Yolanda’s art ruptures boundaries between time, space, and meaning, advocating for resilience and the possibilities found in fugitivity and delicacy. Her participatory performances invite viewers to reconsider the politics of space and body. Her Itchy Grief project fosters collective dialogue around grief and loss within immigrant communities, reflecting her commitment to cultural identity preservation and community engagement across borders.
thai Lu
thai Lu is a transdisciplinary artist, writer, and community organizer centering their practice on the social, cultural, and physical effects of chronic illness. As a chronically ill, disabled, neurodivergent, and gender-divergent first generation American from a family of Vietnamese refugees, thai works at the intersections of Western bio-politics, Southeast Asian diaspora, post-war intergenerational suffering, relational ecologies of interdependence, and the concept of metamorphosis.
Through their personal work, thai invites the consideration of disability in the context of oppressive social structures of power. Through their community work, thai strives to aggressively augment this reality.
Mason McAvoy
Mason McAvoy is a self-taught multidisciplinary artist based in West Philadelphia. Mason loves to play pretend. She often plays these games with friends; she equally does them alone. Mason loves to make music and has been particularly fascinated by the ringing of bells. She lives on a paper floor, exchanging prose and interlocking limbs to see how words and bodies fit together. Mason recently learned about sitting and observing and waiting for things to come. Mason has spent 22 years looking really closely at people and wondering how she can love them. Mason has spent 22 years earnestly following the magnets in her elbows and knees and pointed feet, delicately describing the private language of subconscious movement with invisible lines afloat in the air. Mason believes that everything is a collage or a sculpture. She is making actionable plans to live into the world of which she dreams.
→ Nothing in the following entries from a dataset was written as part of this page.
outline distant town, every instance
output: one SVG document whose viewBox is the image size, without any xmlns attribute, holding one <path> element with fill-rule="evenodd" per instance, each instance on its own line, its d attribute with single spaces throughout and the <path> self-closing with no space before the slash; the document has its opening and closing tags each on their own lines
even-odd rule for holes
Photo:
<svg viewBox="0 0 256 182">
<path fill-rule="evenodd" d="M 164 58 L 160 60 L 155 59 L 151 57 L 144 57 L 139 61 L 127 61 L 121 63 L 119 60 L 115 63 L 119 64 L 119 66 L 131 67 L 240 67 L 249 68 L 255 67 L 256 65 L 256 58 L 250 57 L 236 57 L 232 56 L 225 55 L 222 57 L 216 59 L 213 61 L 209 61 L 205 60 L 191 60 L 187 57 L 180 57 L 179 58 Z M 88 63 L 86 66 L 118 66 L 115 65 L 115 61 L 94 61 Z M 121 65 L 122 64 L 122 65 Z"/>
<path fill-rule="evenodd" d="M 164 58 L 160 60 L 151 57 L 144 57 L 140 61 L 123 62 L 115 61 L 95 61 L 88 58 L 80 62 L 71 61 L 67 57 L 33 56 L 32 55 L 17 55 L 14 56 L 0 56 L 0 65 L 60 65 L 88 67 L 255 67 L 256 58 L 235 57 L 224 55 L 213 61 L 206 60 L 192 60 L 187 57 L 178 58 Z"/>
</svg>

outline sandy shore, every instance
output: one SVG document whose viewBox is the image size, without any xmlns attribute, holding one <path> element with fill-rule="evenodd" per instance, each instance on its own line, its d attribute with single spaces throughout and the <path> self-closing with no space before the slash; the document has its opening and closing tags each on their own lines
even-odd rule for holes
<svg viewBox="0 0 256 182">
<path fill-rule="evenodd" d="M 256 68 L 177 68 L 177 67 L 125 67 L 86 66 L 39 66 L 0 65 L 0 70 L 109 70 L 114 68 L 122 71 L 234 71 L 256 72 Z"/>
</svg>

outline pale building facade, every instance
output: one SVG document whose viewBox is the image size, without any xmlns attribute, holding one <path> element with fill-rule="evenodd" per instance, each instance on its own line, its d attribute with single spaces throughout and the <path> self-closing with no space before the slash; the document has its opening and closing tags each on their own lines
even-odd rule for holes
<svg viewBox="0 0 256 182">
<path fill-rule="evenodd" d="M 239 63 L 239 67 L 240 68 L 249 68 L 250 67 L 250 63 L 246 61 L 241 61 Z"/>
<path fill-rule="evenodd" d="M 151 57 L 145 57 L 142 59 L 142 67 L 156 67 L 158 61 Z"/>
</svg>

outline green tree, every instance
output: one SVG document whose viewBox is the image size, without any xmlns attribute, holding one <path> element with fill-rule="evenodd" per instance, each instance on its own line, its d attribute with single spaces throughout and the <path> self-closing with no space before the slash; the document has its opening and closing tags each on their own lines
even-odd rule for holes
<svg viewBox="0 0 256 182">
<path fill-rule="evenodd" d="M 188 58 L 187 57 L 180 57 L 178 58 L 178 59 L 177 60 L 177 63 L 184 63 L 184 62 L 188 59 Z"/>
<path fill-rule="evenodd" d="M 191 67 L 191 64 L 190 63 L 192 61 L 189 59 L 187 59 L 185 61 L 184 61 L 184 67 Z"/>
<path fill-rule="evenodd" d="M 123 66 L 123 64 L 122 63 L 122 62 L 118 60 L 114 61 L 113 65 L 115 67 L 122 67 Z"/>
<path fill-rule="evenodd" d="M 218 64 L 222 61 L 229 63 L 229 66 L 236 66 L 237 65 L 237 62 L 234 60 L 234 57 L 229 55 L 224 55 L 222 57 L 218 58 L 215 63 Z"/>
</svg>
sharedelusion (Duo with Lucy Flippen & Magalay Gallagher)
sharedelusion is a dance collective whose work explores boundaries, borders, and middle spaces. sharedelusion has presented work with Philadelphia Fringe Festival via Cannonball Festival, Kun-Yang Lin/Dancers Inhale Artist Showcase, and Koresh Artist Showcase. They debuted “see me to see you” at Philly PACK in March 2024.
Lucy Flippen (she/her) is presently an artist-in-residence with Kun Yang-Lin/Dancers and a teaching artist with Music Theatre Philly. She received her BFA in Dance with an Art Therapy minor at University of the Arts. Most notably at UArts, she performed in restaged productions of DMan in the Waters (Bill T. Jones) and Changing Steps (Merce Cunningham Trust).
Magaly Gallagher (she/they) is a dancer and choreographer from in Laredo, Texas. They received their BFA in Dance under the direction of Donna Faye Burchfield. At UArts, Magaly trained under and performed for Katie Swords-Thurman, Mark Haim, Curt Haworth, Sheer Spectacle, and Wayne St. David. Most recently, they studied and performed under Akira Uchida’s Peridance Performance Project.